Hubo un tiempo que llegaron a la Prepa hermosas chicas de Montevideo. México repartía papeles políticos para las elecciones del 88, y todo estaba listo bajo el yugo Salinista. En ese entonces mi banda favorita era Motley Crüe y por esa insólita red de relativismos deportivos (sobre todo si usaban minifalda) me declaraba “hincha” de Nacional. Las uruguayas también se consolidaban como los poemas fundamentales para entender la literatura de mi generación, cuyo punto final siempre era un granito o camaradas afectos a la mano peluda.
Con la reanudación de las protestas por fraude electoral, nos abandonamos a favor del cine de Woody Allen y amar nuestra propia tumba de ciudadano sin tráiler park en el México moderno. Pero fue Karina Handall la que me dobló las orejas; y entre conciencias políticas y razones sexuales le declaré mi amor de cielo bocabajo (Hay países que no tienen remedio y México y Uruguay eran de esos).

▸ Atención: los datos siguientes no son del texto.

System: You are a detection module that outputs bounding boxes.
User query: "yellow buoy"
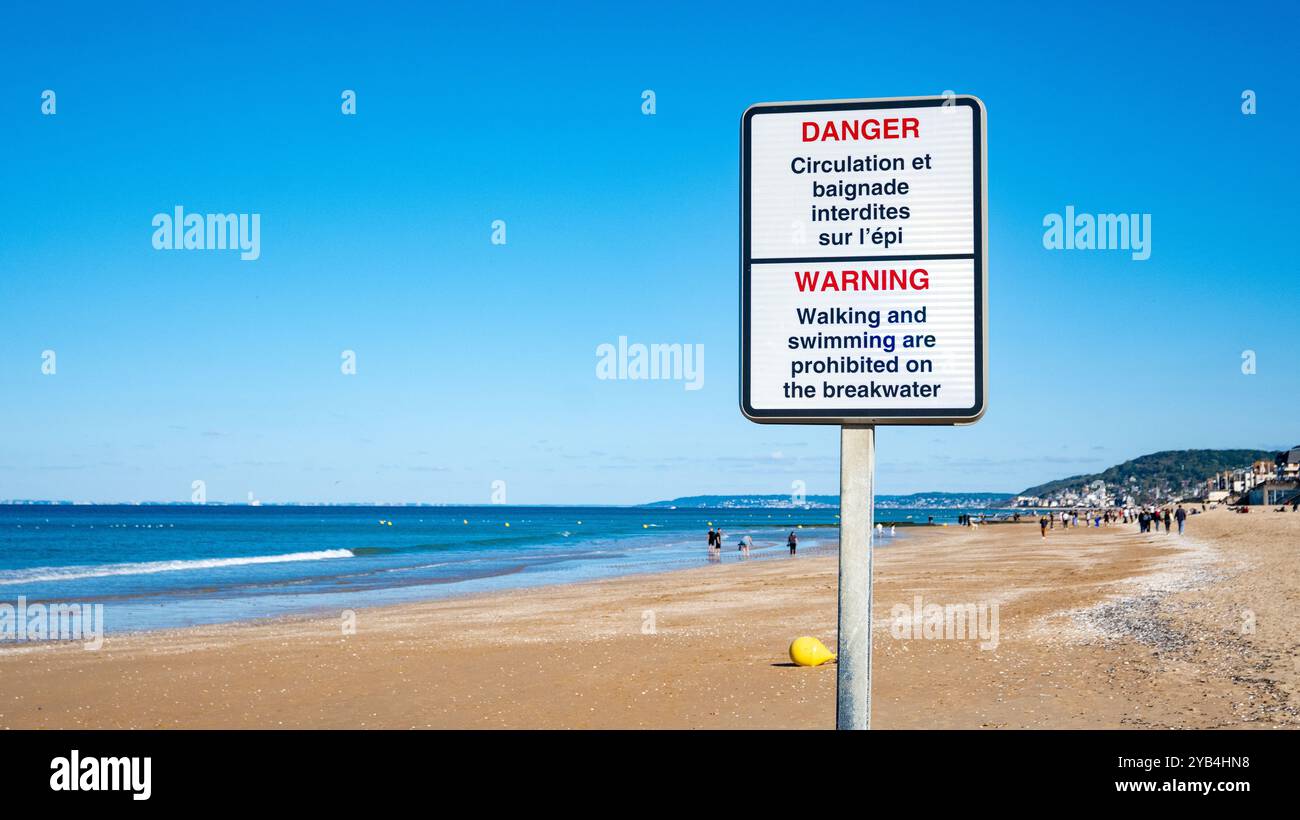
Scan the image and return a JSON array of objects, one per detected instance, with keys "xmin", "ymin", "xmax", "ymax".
[{"xmin": 790, "ymin": 635, "xmax": 835, "ymax": 667}]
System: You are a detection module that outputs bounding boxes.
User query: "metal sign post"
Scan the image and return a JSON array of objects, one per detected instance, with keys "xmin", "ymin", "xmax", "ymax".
[
  {"xmin": 835, "ymin": 424, "xmax": 876, "ymax": 729},
  {"xmin": 740, "ymin": 94, "xmax": 988, "ymax": 729}
]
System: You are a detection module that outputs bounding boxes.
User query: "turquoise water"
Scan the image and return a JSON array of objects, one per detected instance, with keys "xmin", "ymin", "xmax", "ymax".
[{"xmin": 0, "ymin": 506, "xmax": 977, "ymax": 634}]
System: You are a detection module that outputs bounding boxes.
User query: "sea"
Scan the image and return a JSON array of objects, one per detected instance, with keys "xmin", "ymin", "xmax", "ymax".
[{"xmin": 0, "ymin": 504, "xmax": 980, "ymax": 634}]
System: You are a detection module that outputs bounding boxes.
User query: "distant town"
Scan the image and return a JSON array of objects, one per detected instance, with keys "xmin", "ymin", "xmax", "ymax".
[{"xmin": 0, "ymin": 444, "xmax": 1300, "ymax": 509}]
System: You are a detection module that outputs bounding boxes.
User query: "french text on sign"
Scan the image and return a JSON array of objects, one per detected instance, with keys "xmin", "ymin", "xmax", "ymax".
[{"xmin": 741, "ymin": 97, "xmax": 987, "ymax": 424}]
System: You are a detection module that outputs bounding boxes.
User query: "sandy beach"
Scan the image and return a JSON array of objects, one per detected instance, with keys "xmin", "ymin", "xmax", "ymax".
[{"xmin": 0, "ymin": 508, "xmax": 1300, "ymax": 729}]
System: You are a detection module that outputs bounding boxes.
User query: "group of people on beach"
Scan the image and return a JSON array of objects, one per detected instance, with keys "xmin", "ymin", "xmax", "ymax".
[
  {"xmin": 709, "ymin": 526, "xmax": 800, "ymax": 561},
  {"xmin": 1039, "ymin": 504, "xmax": 1187, "ymax": 538}
]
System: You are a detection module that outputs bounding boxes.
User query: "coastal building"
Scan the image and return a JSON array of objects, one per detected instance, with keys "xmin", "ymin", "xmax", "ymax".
[
  {"xmin": 1273, "ymin": 444, "xmax": 1300, "ymax": 481},
  {"xmin": 1242, "ymin": 480, "xmax": 1300, "ymax": 507}
]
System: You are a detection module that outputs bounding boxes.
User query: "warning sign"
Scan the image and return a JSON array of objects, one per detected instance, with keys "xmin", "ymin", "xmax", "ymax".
[{"xmin": 741, "ymin": 96, "xmax": 988, "ymax": 424}]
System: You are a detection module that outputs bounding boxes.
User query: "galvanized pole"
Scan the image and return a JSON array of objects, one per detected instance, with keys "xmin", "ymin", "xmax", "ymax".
[{"xmin": 835, "ymin": 424, "xmax": 876, "ymax": 729}]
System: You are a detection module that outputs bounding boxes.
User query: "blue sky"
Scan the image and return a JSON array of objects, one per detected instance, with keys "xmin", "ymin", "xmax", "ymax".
[{"xmin": 0, "ymin": 3, "xmax": 1300, "ymax": 503}]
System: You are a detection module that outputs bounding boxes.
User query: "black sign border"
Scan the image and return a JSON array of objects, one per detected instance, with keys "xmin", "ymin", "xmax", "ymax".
[{"xmin": 740, "ymin": 95, "xmax": 988, "ymax": 425}]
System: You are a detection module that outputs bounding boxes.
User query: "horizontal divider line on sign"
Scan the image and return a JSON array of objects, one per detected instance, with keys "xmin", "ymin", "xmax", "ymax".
[{"xmin": 749, "ymin": 253, "xmax": 975, "ymax": 265}]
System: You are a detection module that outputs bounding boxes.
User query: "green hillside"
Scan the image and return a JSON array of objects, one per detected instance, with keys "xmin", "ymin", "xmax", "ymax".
[{"xmin": 1021, "ymin": 450, "xmax": 1275, "ymax": 500}]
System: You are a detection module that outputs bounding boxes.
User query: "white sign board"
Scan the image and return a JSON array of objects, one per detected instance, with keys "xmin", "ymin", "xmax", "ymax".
[{"xmin": 741, "ymin": 96, "xmax": 988, "ymax": 424}]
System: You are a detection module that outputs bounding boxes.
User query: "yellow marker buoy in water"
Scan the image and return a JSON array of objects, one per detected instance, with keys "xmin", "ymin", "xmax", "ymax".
[{"xmin": 790, "ymin": 635, "xmax": 835, "ymax": 667}]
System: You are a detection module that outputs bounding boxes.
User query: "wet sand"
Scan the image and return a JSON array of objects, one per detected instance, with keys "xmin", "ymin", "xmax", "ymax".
[{"xmin": 0, "ymin": 509, "xmax": 1300, "ymax": 728}]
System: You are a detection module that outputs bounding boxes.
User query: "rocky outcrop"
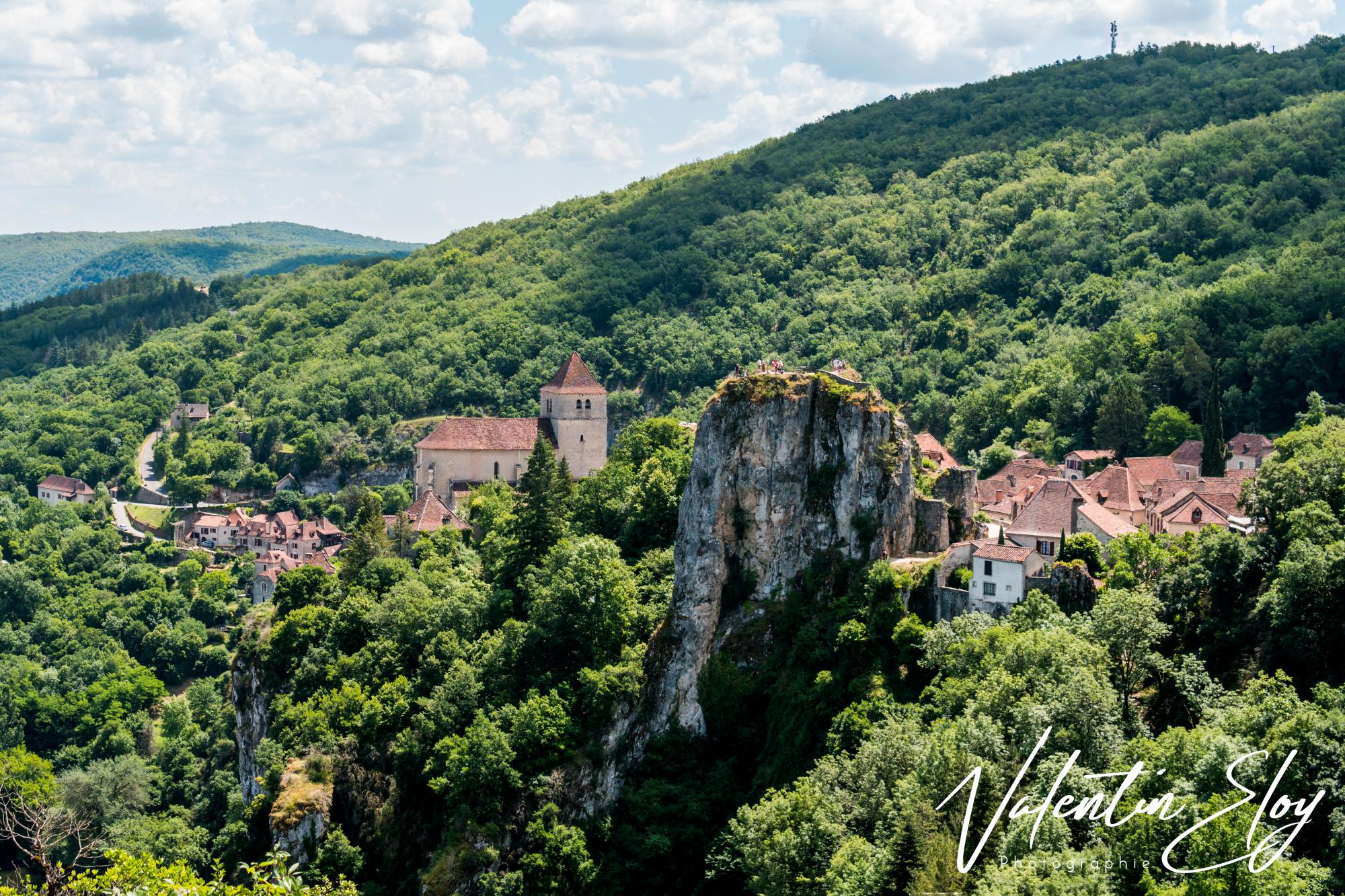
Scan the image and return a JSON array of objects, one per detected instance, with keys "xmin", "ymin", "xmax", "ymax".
[
  {"xmin": 589, "ymin": 374, "xmax": 947, "ymax": 810},
  {"xmin": 229, "ymin": 616, "xmax": 270, "ymax": 802},
  {"xmin": 269, "ymin": 756, "xmax": 332, "ymax": 865}
]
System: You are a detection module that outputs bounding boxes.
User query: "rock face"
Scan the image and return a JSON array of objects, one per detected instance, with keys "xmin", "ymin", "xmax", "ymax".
[
  {"xmin": 229, "ymin": 618, "xmax": 270, "ymax": 802},
  {"xmin": 590, "ymin": 374, "xmax": 948, "ymax": 807},
  {"xmin": 269, "ymin": 756, "xmax": 332, "ymax": 864}
]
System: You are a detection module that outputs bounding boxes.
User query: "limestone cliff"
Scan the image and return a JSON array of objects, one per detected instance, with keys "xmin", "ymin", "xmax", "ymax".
[
  {"xmin": 589, "ymin": 374, "xmax": 948, "ymax": 809},
  {"xmin": 229, "ymin": 614, "xmax": 270, "ymax": 802}
]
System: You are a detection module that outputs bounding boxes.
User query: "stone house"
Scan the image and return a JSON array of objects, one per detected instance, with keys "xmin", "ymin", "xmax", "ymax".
[
  {"xmin": 413, "ymin": 352, "xmax": 607, "ymax": 507},
  {"xmin": 38, "ymin": 474, "xmax": 93, "ymax": 506},
  {"xmin": 1224, "ymin": 432, "xmax": 1275, "ymax": 470},
  {"xmin": 168, "ymin": 402, "xmax": 210, "ymax": 429}
]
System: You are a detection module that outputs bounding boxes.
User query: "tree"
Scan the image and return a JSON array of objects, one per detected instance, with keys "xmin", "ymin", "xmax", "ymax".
[
  {"xmin": 1059, "ymin": 532, "xmax": 1103, "ymax": 576},
  {"xmin": 1093, "ymin": 374, "xmax": 1149, "ymax": 458},
  {"xmin": 1145, "ymin": 405, "xmax": 1200, "ymax": 455},
  {"xmin": 0, "ymin": 747, "xmax": 102, "ymax": 896},
  {"xmin": 1200, "ymin": 360, "xmax": 1228, "ymax": 477},
  {"xmin": 1089, "ymin": 588, "xmax": 1167, "ymax": 723}
]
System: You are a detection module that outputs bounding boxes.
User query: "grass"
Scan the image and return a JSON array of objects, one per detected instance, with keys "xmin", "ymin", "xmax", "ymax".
[{"xmin": 126, "ymin": 505, "xmax": 174, "ymax": 529}]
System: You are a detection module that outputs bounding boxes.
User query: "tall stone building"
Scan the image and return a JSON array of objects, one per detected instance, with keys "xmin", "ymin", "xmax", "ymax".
[{"xmin": 414, "ymin": 351, "xmax": 607, "ymax": 507}]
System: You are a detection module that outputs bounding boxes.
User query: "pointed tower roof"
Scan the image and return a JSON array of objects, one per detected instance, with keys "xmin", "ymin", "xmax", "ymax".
[{"xmin": 542, "ymin": 351, "xmax": 607, "ymax": 394}]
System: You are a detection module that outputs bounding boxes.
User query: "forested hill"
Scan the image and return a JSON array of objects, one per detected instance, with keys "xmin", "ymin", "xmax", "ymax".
[{"xmin": 0, "ymin": 220, "xmax": 418, "ymax": 307}]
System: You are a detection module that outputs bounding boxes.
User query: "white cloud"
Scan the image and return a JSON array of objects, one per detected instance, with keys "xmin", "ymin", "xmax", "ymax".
[
  {"xmin": 1243, "ymin": 0, "xmax": 1336, "ymax": 47},
  {"xmin": 504, "ymin": 0, "xmax": 784, "ymax": 94},
  {"xmin": 659, "ymin": 62, "xmax": 881, "ymax": 156}
]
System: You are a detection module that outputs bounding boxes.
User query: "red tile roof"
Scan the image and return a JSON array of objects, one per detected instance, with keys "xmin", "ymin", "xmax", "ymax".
[
  {"xmin": 1006, "ymin": 479, "xmax": 1087, "ymax": 538},
  {"xmin": 38, "ymin": 474, "xmax": 93, "ymax": 495},
  {"xmin": 972, "ymin": 545, "xmax": 1032, "ymax": 564},
  {"xmin": 1124, "ymin": 455, "xmax": 1178, "ymax": 490},
  {"xmin": 416, "ymin": 417, "xmax": 538, "ymax": 451},
  {"xmin": 1079, "ymin": 502, "xmax": 1139, "ymax": 538},
  {"xmin": 542, "ymin": 351, "xmax": 607, "ymax": 394},
  {"xmin": 915, "ymin": 432, "xmax": 962, "ymax": 470},
  {"xmin": 1080, "ymin": 464, "xmax": 1145, "ymax": 513},
  {"xmin": 1167, "ymin": 438, "xmax": 1205, "ymax": 467},
  {"xmin": 1228, "ymin": 432, "xmax": 1275, "ymax": 458},
  {"xmin": 406, "ymin": 489, "xmax": 471, "ymax": 532},
  {"xmin": 1065, "ymin": 448, "xmax": 1116, "ymax": 462}
]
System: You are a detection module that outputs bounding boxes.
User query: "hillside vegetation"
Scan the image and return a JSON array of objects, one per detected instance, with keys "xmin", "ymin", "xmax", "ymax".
[
  {"xmin": 0, "ymin": 220, "xmax": 418, "ymax": 307},
  {"xmin": 0, "ymin": 39, "xmax": 1345, "ymax": 896}
]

Recuerdo que decirle si quería ser mi novia fue como si ella fuera Enzo Francescoli y yo el dueño del Olimpyque de Marsella ofreciéndole un buen contrato. No faltó para celebrar el corte argentino, postales de Punta del Este, un dossier de humillaciones contra el Atlas de Guadalajara y, por fin, el beso que a su vez es el opio de los poetas. No recuerdo si escribí alguno, pero en los entreactos de las clases eyaculé pedestales vacíos en una vagina republicana que humedecía figuras liberales. Hacíamos el amor como si ella y yo disputáramos una final de la Copa Libertadores, redimidos sólo por los penaltis y la Sheherezada de su aliento en mi rostro. No faltaron las discusiones por si el arte debía tener ojos serenos o iracundos, si Onetti era el Bukowski sudamericano y que un chingo de gracias debía de darle al pueblo uruguayo por la contratación de Robert Dante Siboldi. Entonces yo arremetía contra ella –en la privacidad de su dormitorio- con mis discos de Motley Crüe a todo volumen. Imposible olvidar su figura en la cama, de mujer tendida en la playa, con el sol y sus agujas de coser haciéndole un bikini azul que en menos de tres gaviotas al vuelo estaba en mis manos. Y faltar a clases para leer grafitis “polvo eres y en polvo te convertirás…y entre polvo y polvo nos divertimos”, “Cuauhtémoc Cárdenas, Presidente”, “Chinguen a su madre los Tecos”, y después tomarle la mano y entender que el amor es lo más parecido a comer algodones de azúcar sin importar que el resto tire a quemarropa desde helicópteros de palomitas ¡plop! ¡plop! ¡plop! ¡plop!.
En 1988 la besaba bajo banderas que repicaban restos de una luna rebosante, en largos corredores de barrilitos de cerveza y jardines de crisálidas. En 1988 vimos topos cavando la libertad de un país que no quiere serlo, así también los colores del arcoíris comprimidos en bolsitas de cocaína. Y más discos de Scorpions, Slade, Uriah Heep, Iron Maiden, Metallica, Deep Purple, Ozzy Osbourne, Charly García. La bicicleta que robamos en el estadio Jalisco para llegar a ver los 35 cambios de ropa de la aspirante a top model mientras masticábamos cubitos de hielo sentados en el régimen absolutista de las pasarelas.
En Uruguay, me decía, el alba se parte en dos mitades antes de zarpar hacia los capitales europeos; en una de las mitades mamá me dejó 3 500 dólares para viajar a México.
Esa vez los líderes de la Prepa nos recordaron que las democracias en América Latina completaron su ciclo en el último disco de Silvio Rodríguez, y quienes saltaron al interior del discurso revolucionario lo hicieron para sumarse a la gran ruta de oportunistas que forjaron el estado de ánimo de lo que es la actual trova: mariposas, covers de Pandora, niños y niñas de rosa (¡Puta madre, cuánta falta me haces Motorhead!)
Pero la vida es para mí desde ese día estar a medio camino entre sus ojos verdes y los vidrios astillados de la Uruguay disidente, entre este poema y el ritmo que marco con los pies: inolvidable verano lleno de caminos de terracería reflejados en el espejo de un autobús con destino a Tuxtla Gutiérrez.